Of the forged bank documents, he created, Bashir said, “Obviously I regret it, it was wrong. But it had no bearing on anything. It had no bearing on [Diana], it had no bearing on the interview.” He never showed Diana the documents, he said.
Praising the trailblazing example Diana set, Bashir said, “I don’t understand what the purpose of this is ultimately? OK, maybe you want to destroy me, but outside of this, what’s the point? I did something wrong... but for pity’s sake, acknowledge something of the relationship we had and something of what she contributed through that interview!... One of the saddest things about all of this has been the way the content of what she said has almost been ignored.”
The Sunday Times asks Bashir if he is able to forgive himself. “That’s a really difficult question because it was a serious error.
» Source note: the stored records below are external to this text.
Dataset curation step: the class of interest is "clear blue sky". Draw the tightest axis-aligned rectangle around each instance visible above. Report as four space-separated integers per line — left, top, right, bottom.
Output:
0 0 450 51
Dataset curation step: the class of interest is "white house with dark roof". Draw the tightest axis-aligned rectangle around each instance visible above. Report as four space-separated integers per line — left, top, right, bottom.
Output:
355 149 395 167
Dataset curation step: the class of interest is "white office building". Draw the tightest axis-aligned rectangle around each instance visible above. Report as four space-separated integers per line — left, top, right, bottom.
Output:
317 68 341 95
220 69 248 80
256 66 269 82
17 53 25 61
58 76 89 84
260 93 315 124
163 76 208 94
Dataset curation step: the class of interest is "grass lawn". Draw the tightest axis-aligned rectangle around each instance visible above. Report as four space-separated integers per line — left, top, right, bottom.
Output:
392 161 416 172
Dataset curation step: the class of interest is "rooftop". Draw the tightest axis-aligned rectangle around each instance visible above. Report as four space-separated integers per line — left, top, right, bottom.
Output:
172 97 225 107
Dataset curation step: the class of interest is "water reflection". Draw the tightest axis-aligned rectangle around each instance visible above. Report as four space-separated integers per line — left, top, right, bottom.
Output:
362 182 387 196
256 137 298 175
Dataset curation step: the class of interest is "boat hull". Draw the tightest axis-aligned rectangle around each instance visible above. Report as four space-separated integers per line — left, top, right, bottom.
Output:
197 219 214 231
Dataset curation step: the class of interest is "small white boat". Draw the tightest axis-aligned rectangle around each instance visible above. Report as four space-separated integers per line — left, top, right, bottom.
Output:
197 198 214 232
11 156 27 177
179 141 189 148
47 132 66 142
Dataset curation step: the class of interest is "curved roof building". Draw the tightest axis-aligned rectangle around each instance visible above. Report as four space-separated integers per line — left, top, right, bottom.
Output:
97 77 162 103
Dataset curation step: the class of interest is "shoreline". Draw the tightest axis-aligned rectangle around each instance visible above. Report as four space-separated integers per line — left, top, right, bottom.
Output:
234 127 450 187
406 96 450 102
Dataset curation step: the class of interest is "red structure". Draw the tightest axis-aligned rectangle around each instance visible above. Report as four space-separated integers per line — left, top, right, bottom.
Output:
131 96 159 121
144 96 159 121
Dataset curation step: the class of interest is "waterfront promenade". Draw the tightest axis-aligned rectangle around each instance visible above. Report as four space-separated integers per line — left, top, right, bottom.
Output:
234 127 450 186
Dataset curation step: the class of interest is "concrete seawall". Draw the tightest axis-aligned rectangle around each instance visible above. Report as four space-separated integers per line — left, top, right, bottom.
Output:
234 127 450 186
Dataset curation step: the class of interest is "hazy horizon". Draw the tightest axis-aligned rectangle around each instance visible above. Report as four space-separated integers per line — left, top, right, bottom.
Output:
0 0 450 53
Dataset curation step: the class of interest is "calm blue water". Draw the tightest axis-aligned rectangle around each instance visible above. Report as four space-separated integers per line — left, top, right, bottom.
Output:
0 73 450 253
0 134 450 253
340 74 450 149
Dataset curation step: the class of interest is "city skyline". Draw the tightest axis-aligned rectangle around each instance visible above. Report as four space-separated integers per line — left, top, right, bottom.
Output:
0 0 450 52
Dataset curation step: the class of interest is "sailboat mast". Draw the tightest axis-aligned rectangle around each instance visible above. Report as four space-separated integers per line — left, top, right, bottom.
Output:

I hope that people will allow me the opportunity to show that I am properly repentant of what happened.”
Bashing the BBC
The British press, which loves to hate the BBC—seeing the national broadcaster as unfair, publicly funded competition—has lost little time piling on to the corporation in the wake of the revelations of Bashir’s malfeasance. The most striking of these attacks, perhaps, is a comment piece in the Telegraph saying that the BBC is “one journalistic lapse” from collapse.
The author of this piece is the corporation’s ex-chairman, Michael Grade. The same Michael Grade who was controller of BBC One in the 1980s while Jimmy Savile abused children? Why yes, the very same. (Grade dismissed suggestions of a BBC cover-up as “ludicrous” in an interview with Channel 4 News.) Elsewhere, The Times reports that the BBC faces losing expected increases to its £3.2bn ($4.5bn) of expected future funding, with a source saying the corporation was “tarnished” by the affair.
Keep on keeping on
Although the queen has always explicitly set her face against any form of abdication or stepping back from the role of monarch, there are many who believed that after the passing of her beloved husband she would retreat significantly from public life.
In a clear sign that she is seeking to scotch those unfounded rumors, the queen has carried out multiple public engagements since Philip’s death, but until now they had all been done with another member of her family for support. On Saturday, however, she went one further and performed her first solo public appearance since the passing of her spouse. She was all smiles as she landed in style on a helicopter on the Royal Navy’s most powerful vessel, the aptly named HMS Queen Elizabeth (which is nicknamed Big Lizzie in the service, the Sun says) hours before the boat headed off on a tour of duty of the Pacific.
The Telegraph reports that Her Majesty “was greeted by the ship’s commanding officer Captain Angus Essenhigh, and Commodore Stephen Moorhouse, commander of the U.K. Carrier Strike Group.”
This week in royal history
485 years ago this week, on May 19, 1536, Anne Boleyn, Henry VIII’s second wife, had her head struck from her shoulders. She was 35. Many suspect the real reason for her decapitation was her failure to provide her husband with a male heir.
Unanswered questions
When is Meghan Markle’s second baby going to arrive? The couple themselves said their daughter was due in “the summer.” The Royalist was always taught summer started in June, but there have also been rumors the baby was due sooner than that, so we think the answer is “any day now.”